ほとほとの煮物

お口にあうかどうか

きもちのいい人

「こんにちは」

綺麗な方だと思いました。マスクで顔半分は隠れているけれど、ゆるくウエーブのかかった明るい色の髪、朗らかな声と目元の皺が、優しい印象でした。

「初めまして、名刺をお渡しさせてください」

自己紹介をします。それから、仕事のはなし。上司から引き継いだ打ち合わせの内容に併せて、企画担当として要点や今後の流れを伝えます。その方は落ち着いたトーンの声と的確な返答、また、時折「いいですね!」と相槌を挟んで、スムーズに打ち合わせが済みました。

「それでは、また」

建物を出て車に乗り込み、ふうとため息。

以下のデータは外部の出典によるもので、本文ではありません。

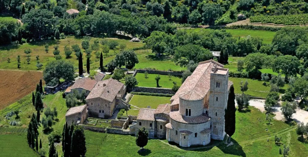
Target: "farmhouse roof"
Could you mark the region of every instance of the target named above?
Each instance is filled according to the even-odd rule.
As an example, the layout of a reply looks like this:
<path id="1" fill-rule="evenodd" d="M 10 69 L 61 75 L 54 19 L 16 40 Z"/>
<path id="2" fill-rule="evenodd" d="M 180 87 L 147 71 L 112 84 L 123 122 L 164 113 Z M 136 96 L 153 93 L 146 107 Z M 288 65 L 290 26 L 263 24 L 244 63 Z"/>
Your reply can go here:
<path id="1" fill-rule="evenodd" d="M 86 99 L 100 98 L 112 102 L 124 86 L 123 83 L 111 78 L 99 81 Z"/>
<path id="2" fill-rule="evenodd" d="M 94 80 L 96 81 L 102 81 L 104 77 L 105 74 L 100 73 L 98 73 L 96 75 L 94 76 Z"/>
<path id="3" fill-rule="evenodd" d="M 71 90 L 77 88 L 83 89 L 91 91 L 95 86 L 97 82 L 90 78 L 80 78 L 76 80 L 76 82 L 72 86 Z"/>
<path id="4" fill-rule="evenodd" d="M 137 120 L 154 121 L 155 121 L 155 119 L 154 119 L 154 113 L 155 111 L 155 109 L 140 109 L 139 110 Z"/>
<path id="5" fill-rule="evenodd" d="M 67 116 L 81 112 L 87 106 L 86 105 L 71 108 L 65 114 L 65 116 Z"/>
<path id="6" fill-rule="evenodd" d="M 180 97 L 188 100 L 200 100 L 204 98 L 210 89 L 211 73 L 213 72 L 212 67 L 217 69 L 216 72 L 218 74 L 225 74 L 227 71 L 227 69 L 223 68 L 223 65 L 214 60 L 200 62 L 192 74 L 187 77 L 174 95 L 171 97 L 170 101 L 172 101 L 171 105 L 179 104 Z"/>
<path id="7" fill-rule="evenodd" d="M 78 11 L 78 10 L 76 10 L 76 9 L 71 9 L 66 10 L 66 12 L 68 13 L 68 14 L 69 14 L 70 15 L 71 15 L 75 13 L 79 13 L 79 11 Z"/>
<path id="8" fill-rule="evenodd" d="M 156 108 L 154 114 L 164 113 L 168 115 L 170 112 L 170 105 L 169 104 L 165 104 L 159 105 Z"/>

重くはなく、ひと息つくような軽い息。帰りの車内では、カーステレオから漏れる音楽に鼻歌がこぼれました。

きもちのいい人。

 

仕事柄、さまざまな方とお会いしますが、「また会いたい」と思う人は稀です。

お互い仕事の話をしているわけで、親交を深めることが目的ではないので、当たり前と言えば当たり前。最小限の労力で、最大限の結果を出したいと考えると、感情を削ぎ落としたビジネスライクな印象は、仕事を円滑化するツールとも言えるでしょう。

けれど、それを感じさせない人がいます。

高すぎず低すぎない声のトーン、朗らかな表情、私情をはさまない適切な応対。

仕事以外の、プライベートシーンでは当たり前のはずのコミュニケーションツールを、ビジネスシーンで使いこなす人と出会うと感動します。

緊張が声のトーンに出てしまったり。

理不尽な要求に眉が寄ってしまったり。

距離感をはかり違えて、踏み込んだ発言をしてしまったり。

一時的な感情に飲まれて、関係のないその方への応対が雑になってしまったり。

社会で生きていると、たびたび自己嫌悪に苛まれます。だからこそ、それらの自己管理が行き届いていて、かつ人間的な優しさを感じられる方とビジネスシーンでお会いすると、わたしもそうありたいと切に思うのです。

きもちのいい人。

そういう人でありたいものです。